Authors: Ashley Leak Bryant PhD, RN1 ; Ya-Ning Chan RN, MSN1 ; Jaime Richardson RN, BSN1; Matthew Foster, MD1 ; Debra Wujcik, PhD, RN2
1 The University of North Carolina at Chapel Hill School of Nursing;
2 North Carolina Cancer Hospital, Lineberger Comprehensive Cancer Center, Division of Hematology and Oncology, The University of North Carolina at Chapel Hill
3 Carevive Systems, Inc
- Acute myeloid leukemia (AML) is a hematological cancer of the bone marrow and blood (American Cancer Society, 2019). AML is a disease of older adults, with a median age at onset of 68 years (ACS, 2019).
- Overall 5-year survival rates are as low as 5%-10% in adults >60 years (Wang, 2014). While standard treatment for AML is intravenous chemotherapy, the availability of oral medication (OM) has increased in recent years, providing significant benefits and risks to patients.
- There is limited evidence for optimizing adherence to oral cancer agents for adults with AML. Older adults with AML may have more barriers to adhering to oral cancer agents than younger adults due to other prescribed OMs and the associated side effects (Mislang et al., 2017).
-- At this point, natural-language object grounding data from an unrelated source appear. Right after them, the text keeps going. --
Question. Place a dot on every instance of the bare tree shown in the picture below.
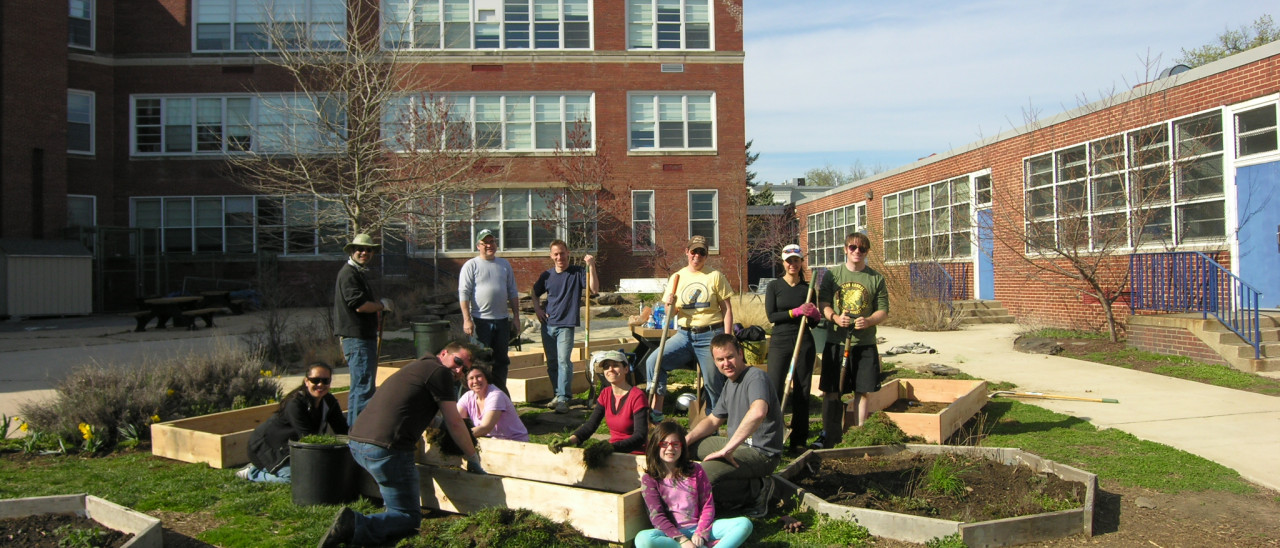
(362, 135)
(1070, 217)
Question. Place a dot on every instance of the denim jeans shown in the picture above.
(362, 366)
(558, 346)
(684, 348)
(261, 475)
(398, 483)
(734, 487)
(730, 533)
(496, 334)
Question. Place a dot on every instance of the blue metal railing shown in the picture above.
(932, 281)
(1191, 281)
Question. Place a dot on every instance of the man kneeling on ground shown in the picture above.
(740, 467)
(384, 437)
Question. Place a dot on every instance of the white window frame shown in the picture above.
(488, 18)
(636, 245)
(92, 28)
(654, 26)
(533, 117)
(90, 122)
(309, 22)
(714, 218)
(653, 103)
(826, 232)
(1170, 158)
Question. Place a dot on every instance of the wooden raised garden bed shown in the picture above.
(603, 503)
(146, 530)
(918, 529)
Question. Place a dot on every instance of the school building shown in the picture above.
(1173, 188)
(118, 118)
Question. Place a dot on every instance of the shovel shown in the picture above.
(1043, 396)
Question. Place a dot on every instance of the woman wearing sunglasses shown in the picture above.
(307, 410)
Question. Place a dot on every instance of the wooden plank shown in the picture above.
(534, 461)
(599, 515)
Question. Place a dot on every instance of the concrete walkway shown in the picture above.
(1234, 428)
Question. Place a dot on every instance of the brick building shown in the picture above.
(118, 118)
(1185, 163)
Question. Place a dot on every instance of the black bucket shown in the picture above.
(321, 474)
(430, 337)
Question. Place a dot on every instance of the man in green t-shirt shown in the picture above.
(854, 300)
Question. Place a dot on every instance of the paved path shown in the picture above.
(1237, 429)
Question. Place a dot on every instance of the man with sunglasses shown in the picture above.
(487, 288)
(384, 439)
(854, 300)
(705, 311)
(355, 320)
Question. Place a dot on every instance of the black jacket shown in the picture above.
(269, 444)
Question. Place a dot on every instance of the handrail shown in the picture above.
(1191, 281)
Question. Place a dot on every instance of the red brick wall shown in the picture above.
(1016, 288)
(1173, 341)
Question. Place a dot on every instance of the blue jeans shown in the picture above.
(398, 483)
(731, 533)
(496, 334)
(681, 350)
(261, 475)
(362, 366)
(558, 346)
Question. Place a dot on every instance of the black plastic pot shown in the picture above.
(321, 474)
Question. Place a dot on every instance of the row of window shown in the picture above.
(188, 124)
(524, 220)
(446, 24)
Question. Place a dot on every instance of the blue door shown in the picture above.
(1258, 213)
(986, 270)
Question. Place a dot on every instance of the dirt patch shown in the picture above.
(950, 487)
(54, 530)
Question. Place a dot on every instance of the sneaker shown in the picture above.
(762, 502)
(341, 531)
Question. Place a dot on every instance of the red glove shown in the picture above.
(808, 309)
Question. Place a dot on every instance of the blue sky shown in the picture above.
(837, 81)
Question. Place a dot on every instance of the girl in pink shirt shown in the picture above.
(679, 497)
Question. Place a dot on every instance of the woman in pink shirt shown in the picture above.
(679, 497)
(489, 409)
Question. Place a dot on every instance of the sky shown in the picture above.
(832, 82)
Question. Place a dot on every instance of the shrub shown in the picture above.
(122, 401)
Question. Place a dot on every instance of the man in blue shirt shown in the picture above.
(562, 284)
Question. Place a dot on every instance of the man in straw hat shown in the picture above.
(355, 322)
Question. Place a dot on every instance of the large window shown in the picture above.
(1256, 131)
(237, 224)
(498, 122)
(668, 24)
(641, 220)
(672, 122)
(493, 24)
(269, 24)
(80, 23)
(80, 122)
(1159, 186)
(213, 124)
(827, 231)
(704, 217)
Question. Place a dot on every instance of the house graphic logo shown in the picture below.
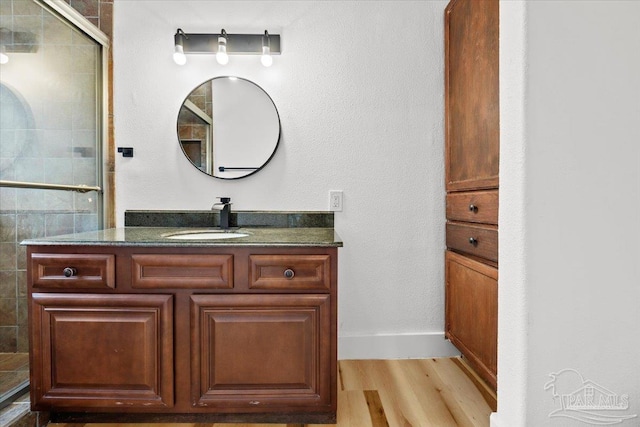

- Aim: to better understand barriers to adherence with OM in the AML population as described by the patients themselves is essential.
Setting and Participants
- The focus groups were conducted at the North Carolina Cancer Hospital (NCCH) at the University of North Carolina at Chapel Hill Lineberger Comprehensive Cancer Center.
- This center is a referral site for adults with probable AML and sees approximately 130-150 new cases of AML annually. Participants with a history of AML were included.
- Recruited a convenience sample of AML patients from the NCCH, which has a large population of AML patients.
- Interested participants were made aware of the study through fliers posted in the hematology/oncology clinic and by word of mouth of nurse navigators.
- The study was reviewed and approved by the University of North Carolina at Chapel Hill Institutional Review Board
Our work describes experiences of both younger (<65) and older (>65) adults with AML and provides a detailed picture of the challenges to adhering to a prescribed schedule and suggestion for improving OM adherence. Our findings are similar to other OMs cancer studies where patients have difficulty remembering to take their OMs (Foulon et al., 2011; Mislang et al., 2017). Patients are an important source of insight into barriers and solutions to oral medication adherence. For example, examined feasibility, preliminary efficacy, and satisfaction with a nurse practitioner intervention known as ADHERE used motivational interviewing, brief cognitive therapy, and systematic patient education that promoted adherence and symptom management (Spoelstra et al., 2017). ADHERE was most beneficial for those newly prescribed an OM and those patients reported fewer and less severe symptoms (Spoelstra et al., 2017).
Novel in its exploration of understanding barriers to oral adherence in adults and older adults with AML. The nurses of all patients and caregivers interviewed had used the study’s symptom report and could discuss challenges, barriers, and suggestions for future work of an electronic tool. The qualitative design allowed authors to comprehensively explore patients’ and caregivers’ experiences by gaining a deeper understanding of their perceptions of oral medication.
Single-site study focused on interviewing a small number of patients and their caregivers during and post treatment in a large academic comprehensive cancer center. Limited by diversity of race/ethnicity and sex although it was representative of AML. Interviewed patients once and not serial interviews.